04/03/2015 06:56 AST

The collapse of the rouble, which has pushed up prices for millions of Russians as the economy slides into recession, hasn’t been bad for everyone. The country’s steel mills are suddenly world beaters.

Producers including PAO Severstal and OAO Novolipetsk Steel pay wages and other costs, including transportation, in roubles while earning dollars or euros for exported steel. That’s allowing them to undercut rivals like ArcelorMittal, the world’s largest steelmaker, while maintaining profitability.

“This is fantastic time for the Russian steel industry,” said Kirill Chuyko, head of equity research as BCS Financial Group. “Most of the companies are enjoying the best profitability since the 2007 and 2008 pre-crisis commodity boom due to the rouble’s decline.”

Even before the rouble’s 47% decline last year, the industry was in good health.

Output in 2014 reached the highest since the global financial crisis as demand at home was high and started to recover in European export markets. Russia’s steelmakers have invested billions in upgrading Soviet-era mills, and the nation produces more than any other country in Europe, one of its main export markets.

Now, the rouble’s slide has cut costs for Russian mills by almost half in dollar terms.

Making hot rolled coil, a benchmark product, now costs $244 to $250 a metric ton in Russia compared with $405 per ton in Brazil and $434 per ton in China, according to CRU Group, an industry consultant.

Russia’s economy may contract 4% in 2015 after the US and Europe imposed sanctions on the economy and oil prices fell to about $60 a barrel. That has yet to feed through to the steel industry, which isn’t affected by the measures designed to punish Russian actions in the Ukraine.

Russia produced 70.65mn tons of steel last year, the second highest output since the collapse of the Soviet Union in the early 1990s, World Steel Association data show. Even as demand shrinks at home, exports are likely to jump.
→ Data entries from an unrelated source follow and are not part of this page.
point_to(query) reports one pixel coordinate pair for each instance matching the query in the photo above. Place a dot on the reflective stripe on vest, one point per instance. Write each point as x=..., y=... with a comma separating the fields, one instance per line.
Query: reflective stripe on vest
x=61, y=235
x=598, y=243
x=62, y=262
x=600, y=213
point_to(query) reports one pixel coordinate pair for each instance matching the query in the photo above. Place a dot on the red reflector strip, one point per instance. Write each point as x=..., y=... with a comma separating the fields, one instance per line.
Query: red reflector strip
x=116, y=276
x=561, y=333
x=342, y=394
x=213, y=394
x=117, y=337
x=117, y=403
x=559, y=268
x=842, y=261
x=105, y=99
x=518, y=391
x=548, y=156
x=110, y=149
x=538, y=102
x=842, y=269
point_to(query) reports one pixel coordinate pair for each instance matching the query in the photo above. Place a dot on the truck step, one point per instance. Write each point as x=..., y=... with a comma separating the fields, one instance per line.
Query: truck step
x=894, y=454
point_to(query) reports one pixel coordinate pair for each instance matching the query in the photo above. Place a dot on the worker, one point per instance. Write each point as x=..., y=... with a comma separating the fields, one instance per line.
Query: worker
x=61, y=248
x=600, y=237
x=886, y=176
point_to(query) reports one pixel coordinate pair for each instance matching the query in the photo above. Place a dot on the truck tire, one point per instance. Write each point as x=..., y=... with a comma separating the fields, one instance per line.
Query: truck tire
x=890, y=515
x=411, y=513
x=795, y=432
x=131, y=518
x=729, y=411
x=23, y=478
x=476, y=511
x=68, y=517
Steel prices have softened in the past year, exports of hot-rolled coil from Russia have dropped more than 27% in the last 12 months to $382.50 per ton, according to Metal Bulletin data. Nonetheless, currency devaluation means producers have never been more profitable since at least 2008.

The profit margin for Severstal or Novolipetsk Steel is near 30%, according to Morgan Stanley, which bases its estimates on earnings before interest, tax, depreciation and amortization.

Severstal’s Ebitda margin climbed to 32% in the fourth quarter, the highest since 2002, when the company started to report financial results.

“In the condition of falling prices at export markets, Russian steelmakers are benefiting due to rouble weakening,” NLMK CFO Grigory Fedorishin said in an interview.

That’s been reflected in the share prices of steelmakers. Severstal and OAO Magnitogorsk have more than doubled in the last 12 months. NLMK added 63%. BCS recommended to buy all Russian steel names last month because domestic prices in Russia are yet to catch up with exports.

The competitive position of Russian steelmakers has been noticed by such rivals as ArcelorMittal, the world’s largest producer, based in Luxembourg.

“Russian steel exports are very competitive, the rouble has depreciated a lot,” Aditya Mittal, chief financial officer at ArcelorMittal, said on a conference call this month. “The Russian economy has fallen into recession, which means lower domestic consumption, which means more tons to exports.